Au lendemain des élections européennes, en mai dernier, l’annonce de 1 044 suppressions d’emplois chez General Electric a fait beaucoup de bruit, 5 années à peine après la vente du fleuron industriel stratégique. Il faut dire que la multinationale s’était engagée à créer 1 000 emplois supplémentaires sur 3 ans. Depuis, elle n’a tenu aucun des engagements prévus dans le protocole de 2015. En guise de dédommagement, GE s’est acquittée d’un montant de 50 millions d’euros à l’Etat. Pour rassurer les salariés, le ministre de l’Economie a annoncé en juin dernier que cette somme servirait à revitaliser l’industrie. Parce que les belles promesses n’engagent que ceux qui y croient, les salariés n’ont plus confiance ni en l’Etat, ni en GE.
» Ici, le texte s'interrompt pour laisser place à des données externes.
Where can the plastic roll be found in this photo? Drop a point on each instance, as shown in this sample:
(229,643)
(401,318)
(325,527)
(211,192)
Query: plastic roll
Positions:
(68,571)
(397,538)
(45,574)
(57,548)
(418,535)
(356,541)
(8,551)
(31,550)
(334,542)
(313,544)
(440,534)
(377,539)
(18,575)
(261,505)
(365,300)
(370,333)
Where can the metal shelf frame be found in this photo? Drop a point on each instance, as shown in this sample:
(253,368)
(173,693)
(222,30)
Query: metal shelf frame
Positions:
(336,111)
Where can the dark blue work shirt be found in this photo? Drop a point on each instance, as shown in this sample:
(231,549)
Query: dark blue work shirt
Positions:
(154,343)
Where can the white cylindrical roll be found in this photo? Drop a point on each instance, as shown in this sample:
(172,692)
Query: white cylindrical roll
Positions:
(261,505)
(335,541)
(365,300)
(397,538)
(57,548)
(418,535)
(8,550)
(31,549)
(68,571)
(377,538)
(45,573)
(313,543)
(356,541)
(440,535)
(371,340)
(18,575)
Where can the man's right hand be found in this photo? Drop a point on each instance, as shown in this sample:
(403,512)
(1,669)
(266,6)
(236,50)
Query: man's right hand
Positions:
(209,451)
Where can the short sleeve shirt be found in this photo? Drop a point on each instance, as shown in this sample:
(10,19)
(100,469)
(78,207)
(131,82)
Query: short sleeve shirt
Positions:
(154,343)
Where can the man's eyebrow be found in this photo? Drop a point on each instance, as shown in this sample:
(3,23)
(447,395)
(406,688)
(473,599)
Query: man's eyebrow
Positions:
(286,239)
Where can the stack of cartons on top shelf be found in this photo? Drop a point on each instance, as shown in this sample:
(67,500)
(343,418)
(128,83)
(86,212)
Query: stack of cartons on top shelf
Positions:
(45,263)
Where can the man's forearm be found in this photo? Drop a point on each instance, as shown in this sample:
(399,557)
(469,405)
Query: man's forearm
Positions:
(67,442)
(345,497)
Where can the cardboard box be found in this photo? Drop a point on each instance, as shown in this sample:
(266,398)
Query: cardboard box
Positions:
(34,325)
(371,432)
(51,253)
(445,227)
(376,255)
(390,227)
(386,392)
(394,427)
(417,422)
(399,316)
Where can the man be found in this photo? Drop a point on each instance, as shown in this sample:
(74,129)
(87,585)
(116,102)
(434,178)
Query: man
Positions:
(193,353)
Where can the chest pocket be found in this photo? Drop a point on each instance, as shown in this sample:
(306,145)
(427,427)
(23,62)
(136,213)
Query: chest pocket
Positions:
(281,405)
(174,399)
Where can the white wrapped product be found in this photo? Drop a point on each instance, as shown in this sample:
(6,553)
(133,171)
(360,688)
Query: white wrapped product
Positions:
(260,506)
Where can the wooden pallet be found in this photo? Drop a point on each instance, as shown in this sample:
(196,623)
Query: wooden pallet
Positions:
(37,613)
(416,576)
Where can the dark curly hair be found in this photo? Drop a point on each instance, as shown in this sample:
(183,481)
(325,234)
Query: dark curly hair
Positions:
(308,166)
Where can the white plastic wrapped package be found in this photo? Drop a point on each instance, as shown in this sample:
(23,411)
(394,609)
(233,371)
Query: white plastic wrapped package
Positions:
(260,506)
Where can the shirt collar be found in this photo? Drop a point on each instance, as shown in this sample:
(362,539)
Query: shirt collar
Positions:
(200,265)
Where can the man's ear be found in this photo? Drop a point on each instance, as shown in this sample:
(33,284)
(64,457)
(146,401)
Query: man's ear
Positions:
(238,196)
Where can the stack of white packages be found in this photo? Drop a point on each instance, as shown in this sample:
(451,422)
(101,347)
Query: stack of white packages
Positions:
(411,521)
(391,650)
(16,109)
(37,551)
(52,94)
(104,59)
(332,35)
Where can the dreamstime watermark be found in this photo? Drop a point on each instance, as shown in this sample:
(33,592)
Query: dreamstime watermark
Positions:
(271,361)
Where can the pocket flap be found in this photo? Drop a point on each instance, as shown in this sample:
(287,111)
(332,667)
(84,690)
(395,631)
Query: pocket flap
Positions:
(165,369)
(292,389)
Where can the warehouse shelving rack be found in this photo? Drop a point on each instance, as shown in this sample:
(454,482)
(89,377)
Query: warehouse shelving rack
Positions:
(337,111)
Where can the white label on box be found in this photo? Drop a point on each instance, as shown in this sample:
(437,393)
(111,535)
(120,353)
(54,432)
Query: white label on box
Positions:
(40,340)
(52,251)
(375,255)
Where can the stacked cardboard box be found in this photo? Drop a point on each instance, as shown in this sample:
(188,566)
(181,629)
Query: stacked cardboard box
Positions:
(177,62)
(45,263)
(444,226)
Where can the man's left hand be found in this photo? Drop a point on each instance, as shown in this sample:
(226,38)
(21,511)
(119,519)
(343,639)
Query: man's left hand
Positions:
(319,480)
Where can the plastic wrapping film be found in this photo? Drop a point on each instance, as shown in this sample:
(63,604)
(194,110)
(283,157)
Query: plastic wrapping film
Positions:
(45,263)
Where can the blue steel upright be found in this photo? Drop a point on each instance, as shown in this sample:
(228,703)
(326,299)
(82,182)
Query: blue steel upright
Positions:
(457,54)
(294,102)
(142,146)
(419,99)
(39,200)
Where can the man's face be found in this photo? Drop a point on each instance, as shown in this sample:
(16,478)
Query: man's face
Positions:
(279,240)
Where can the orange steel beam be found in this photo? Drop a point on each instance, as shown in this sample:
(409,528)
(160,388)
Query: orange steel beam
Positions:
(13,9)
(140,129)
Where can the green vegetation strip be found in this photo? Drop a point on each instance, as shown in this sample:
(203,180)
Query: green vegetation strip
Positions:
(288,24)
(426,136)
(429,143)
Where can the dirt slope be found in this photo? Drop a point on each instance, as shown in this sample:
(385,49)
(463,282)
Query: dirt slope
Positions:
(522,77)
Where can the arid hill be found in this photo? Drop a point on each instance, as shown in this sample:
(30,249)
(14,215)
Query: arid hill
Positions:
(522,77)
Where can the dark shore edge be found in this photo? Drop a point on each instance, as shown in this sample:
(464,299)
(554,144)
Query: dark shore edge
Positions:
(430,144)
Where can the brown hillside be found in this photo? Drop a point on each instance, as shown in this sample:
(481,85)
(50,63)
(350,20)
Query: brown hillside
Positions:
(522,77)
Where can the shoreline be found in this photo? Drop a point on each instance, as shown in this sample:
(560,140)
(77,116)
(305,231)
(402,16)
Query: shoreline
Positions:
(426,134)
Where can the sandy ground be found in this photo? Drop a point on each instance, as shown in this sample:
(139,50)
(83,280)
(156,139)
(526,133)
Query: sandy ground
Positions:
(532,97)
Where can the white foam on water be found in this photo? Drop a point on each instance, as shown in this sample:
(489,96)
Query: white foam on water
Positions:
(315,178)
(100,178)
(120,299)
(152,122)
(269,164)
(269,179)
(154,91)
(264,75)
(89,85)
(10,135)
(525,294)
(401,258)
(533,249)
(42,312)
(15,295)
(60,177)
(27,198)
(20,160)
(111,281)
Casse industrielle organisée
Outre le fait qu’aucun engagement n’ait été respecté, la stratégie financière du géant américain a même organisé le siphonnage du site de Belfort. C’est ce que révèle l’audit financier mandaté par le CSE sur l’activité des turbines à Gaz de Belfort. Malgré les zones d’ombres qui planent sur l’organisation du géant américain, les experts ont mis à jour un système de transactions à l’intérieur même du groupe. Aujourd’hui, plus le site de Belfort produit, plus il perd de l’argent. Par exemple, lorsque le site de Belfort fabrique un produit, la filiale française doit rémunérer la société propriétaire des brevets. D’après l’étude, pour 3 modèles fabriqués, « les turbines engendrent un paiement de royalties supérieur à leurs marges ». « Alors que l’entreprise était historiquement profitable, elle a vu sa performance économique basculer dans le négatif depuis 2016. Sur les dernières années, tous les fondamentaux de son succès passé ont été progressivement attaqués par le groupe » note le rapport d’expertise.

Le prix de l’absence d’une politique industrielle
Le rachat de la branche énergie d’Alstom a donc, avant tout, permis à l’américain d’éliminer un concurrent et de s’approprier les technologies et les brevets pour maximaliser les profits. L’Etat français continue pourtant de fermer les yeux. La perte de contrôle français d’une filière aussi stratégique que l’énergie est d’autant plus inquiétante dans la guerre économique menée actuellement par le président américain. La commission d’enquête parlementaire sur la cession de la branche énergie d’Alstom à GE a même conclu que l’Etat avait failli à préserver les intérêts nationaux dans ce dossier.

Un non sens économique et environnemental
Face à ces enjeux, pas facile de trouver prise pour stopper l’énorme machine. Pourtant, le travail de la CGT pour élaborer des propositions alternatives avec un plan B a permis d’ouvrir d’autres perspectives aux salariés. Le syndicat demande notamment un débat public sur la transition énergétique et sur les moyens industriels nécessaires à la France pour la mettre en pratique. Car l’avenir des turbines n’est pas mort. Le gaz reste l’énergie fossile la moins polluante, il est donc à court et moyen terme une source d’énergie incontournable dans le cadre de la transition énergétique. Il permet notamment de répondre aux intermittences de production des énergies renouvelables telles que l’éolien ou le solaire. Des experts interrogés dans le cadre du contre projet syndical ouvrent même de nouvelles pistes pour l’avenir de la filière avec le développement de l’hydrogène ou encore avec la production de gaz par méthanisation des déchets verts. Aujourd’hui, si le marché des turbines connait un creux, les études prédisent un rebond dès 2021. Mais comment y répondre quand le géant américain préfère tailler dans les effectifs plutôt que d’investir ? La bataille syndicale pour placer le débat sur la justification économique et environnementale du plan social, permet de gagner des points. Malgré la signature de l’accord cadre le 21 octobre par les syndicats CGC et Sud, le combat se poursuit pour préserver les savoir-faire et assurer non seulement un avenir au site de Belfort mais aussi l’indépendance énergétique de la France.